Graphique 1 : Les surfaces construites à Shanghai entre 1978 et 2013Source : Shanghai Statistical Yearbook 2014, tableau 14-1. |
1. Une modernisation urbaine
1.1. Hériter d’un « paysage gelé » au centre-ville et de villes-satellites mono-industrielles
Entre 1949 et la fin des années 1980, faute d’investissements, le centre-ville de Shanghai conserve le « paysage gelé » des concessions (Bergère, 2002 et 2005). Au contraire, à l’échelle du territoire municipal, et depuis l’annexion, en 1958, de districts ruraux détachés des provinces voisines, il existe une volonté politique de favoriser un réaménagement des périphéries avec le lancement d’un programme de villes-satellites pour soutenir le redéploiement de l’industrie dans l’ensemble du territoire municipal de Shanghai. La banlieue connaît une différenciation fonctionnelle suivant un gradient concentrique. À proximité immédiate de Shanghai, la proche banlieue (jinjiao) est dévolue aux cultures vivrières intensives et accueille les « nouveaux villages » (xincun) ; en périphérie plus éloignée (yuanjiao), les nouvelles banlieues industrielles et les villes-satellites (weixing cheng), peu équipées et mal intégrées au tissu urbain, voisinent avec une agriculture moins intensive, orientée vers la riziculture et la céréaliculture (Kirkby, 1987). Cette organisation spatiale demeure jusqu’à la fin des années 1980 : la ville de Shanghai connaît une forte industrialisation, mais un développement urbain limité, avec une exploitation maximale des équipements et infrastructures hérités.
1.2. Franchir le Huangpu
Dans les années 1990, avec la relance des réformes denguistes et l’accession à de hautes responsabilités dans l’appareil d’État de deux de ses anciens maires, Jiang Zemin et Zhu Rongji, la ville de Shanghai est désignée pour devenir la « tête du dragon » symbolisant la vallée du Yangzi et l’économie chinoise. La ville connaît une forte croissance, qui conduit à un redéploiement territorial dans la contigüité de l’ancienne Puxi, à l’ouest du Huangpu, tandis que la Nouvelle Zone de Pudong, à l’est, se structure dans les années 1990 (Sanjuan, 2009). En juillet 1992 le « schéma directeur du nouvel arrondissement de banlieue de Pudong » cristallise la « modernisation de Shanghai » et planifie notamment l’aménagement de cinq zones de développement destinées à soutenir l'ensemble des champs économiques : le centre d’affaires de Lujiazui (photo 1), la zone de libre-échange de Waigaoqiao, celle d’import-export de Jinqiao, le parc industriel de nouvelles technologies de Zhangjiang et le parc d’agriculture moderne de Sunqiao.
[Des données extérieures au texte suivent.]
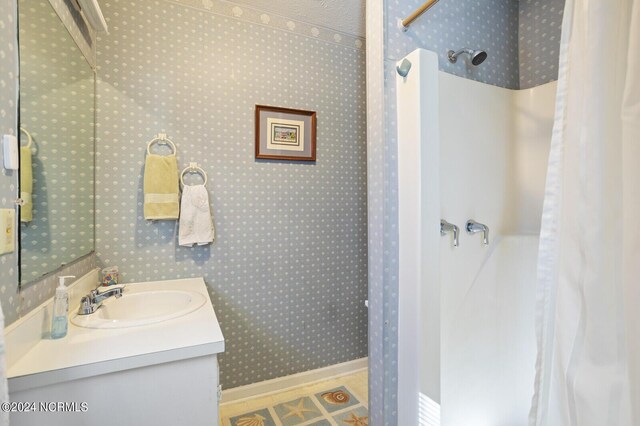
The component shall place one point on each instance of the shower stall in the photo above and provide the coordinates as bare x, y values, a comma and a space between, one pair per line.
472, 157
Photo 1 : Le centre d'affaires de Lujiazui
Le centre d’affaires de Lujiazui (au centre), phare de la modernité de Pudong, est ceinturé par le réaménagement des rives de Hongkou (à gauche) et la promenade du Bund (à droite), situés à Puxi.
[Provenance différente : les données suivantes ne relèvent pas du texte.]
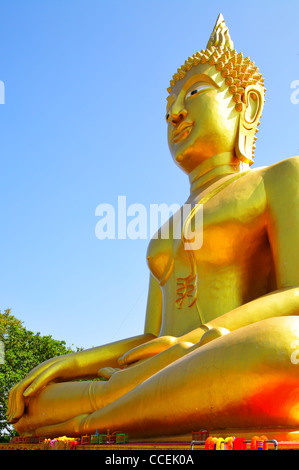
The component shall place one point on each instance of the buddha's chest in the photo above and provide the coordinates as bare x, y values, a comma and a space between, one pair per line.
226, 231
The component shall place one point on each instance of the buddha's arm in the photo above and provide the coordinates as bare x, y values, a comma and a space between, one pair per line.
281, 183
85, 364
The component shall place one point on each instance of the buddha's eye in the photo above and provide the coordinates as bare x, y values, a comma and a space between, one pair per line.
197, 88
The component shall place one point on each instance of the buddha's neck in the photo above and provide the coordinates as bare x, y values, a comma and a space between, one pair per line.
214, 168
Avec le développement de Pudong, le centre de gravité de la ville, traditionnellement centré sur Puxi, intègre désormais Lujiazui (Sanjuan, 2009). Le lancement de Pudong marque pour Shanghai un nouvel élan, qui trouve son aboutissement dans le schéma directeur de 1999 et son développement à deux échelles : le centre-ville et l’ensemble du territoire municipal.
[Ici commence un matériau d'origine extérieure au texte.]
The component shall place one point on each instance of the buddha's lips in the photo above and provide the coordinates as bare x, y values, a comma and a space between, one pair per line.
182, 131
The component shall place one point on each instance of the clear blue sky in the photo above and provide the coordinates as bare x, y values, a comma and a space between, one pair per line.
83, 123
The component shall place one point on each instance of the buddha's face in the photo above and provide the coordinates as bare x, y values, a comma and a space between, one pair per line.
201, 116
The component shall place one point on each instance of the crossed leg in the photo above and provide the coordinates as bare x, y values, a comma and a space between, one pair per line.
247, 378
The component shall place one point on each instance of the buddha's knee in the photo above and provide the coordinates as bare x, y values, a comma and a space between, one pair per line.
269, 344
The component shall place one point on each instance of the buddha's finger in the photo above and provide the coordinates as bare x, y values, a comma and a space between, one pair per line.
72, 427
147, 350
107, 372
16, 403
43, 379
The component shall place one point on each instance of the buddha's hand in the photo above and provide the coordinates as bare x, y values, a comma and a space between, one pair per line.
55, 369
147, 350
1.3. Aménager des centralités secondaires
Le schéma directeur de la ville de Shanghai (carte 1) est publié en 1999 et approuvé par le Conseil des affaires d’État en 2001. Le périmètre du centre-ville initialement circonscrit par le périphérique intérieur est élargi au périphérique extérieur. La ville-centre couvre ainsi une zone de 660 km², articulée autour de quatre pôles secondaires : Xujiahui, Lujiazui-Huamu, Wujiaochang et Zhenru. À l’échelle de la municipalité, pour illustrer le slogan « multiaxe, multiprojet, multicentre », trois axes de développement sont privilégiés : l’axe Shanghai-Nankin (huning), l’axe Shanghai-Hangzhou (huhang) et l’axe littoral le long de l’estuaire du Yangzi et de la mer de Chine (binjiang yanhai) renforcé par les zones asséchées de ce même littoral. Des villes nouvelles (xincheng), et non plus des villes-satellites (weixing cheng), sont également planifiées en périphérie de Shanghai. Le schéma directeur de 1999 reste, à ce jour, le document de planification en vigueur dans la municipalité de Shanghai. Les localisations des nouvelles zones construites évoluent. Les surfaces bâties entre 1978 et le milieu des années 1990 le sont en continuité morphologique avec la ville de Shanghai, notamment le long d’un axe nord-sud. À partir de 1992, la croissance périphérique de Shanghai s’effectue en direction de Jiading, Baoshan, Pudong et Minhang. Au début des années 2000, l’extension urbaine se déploie vers la banlieue plus lointaine, le long des axes de communication routiers ou ferroviaires et des canaux, et par étoffement des bourgs sur les canaux du Jiangnan. En rupture avec la situation ancienne de ville monocéphale, ces extensions urbaines récentes favorisent l’émergence d’un système urbain polycentrique et hiérarchisé, avec des pôles secondaires au sein du centre-ville comme de la municipalité. |
Carte 1 : Le schéma directeur de Shanghai 1999-2020 |
2. Un redéploiement municipal polycentrique hiérarchisé
2.1. Cinq programmes de redéploiement polycentrique
Dans le cadre du schéma directeur de 1999-2020, plusieurs programmes de villes nouvelles sont développés. Ils favorisent un redéploiement polycentrique et hiérarchisé de l’espace métropolitain, et participent à l’intégration des territoires nouvellement urbanisés à la métropole shanghaienne. L’objectif est de répondre par un développement polycentrique aux défis auxquels est confrontée une métropole émergente en croissance rapide : celui de son désengorgement et de la rationalisation de son organisation.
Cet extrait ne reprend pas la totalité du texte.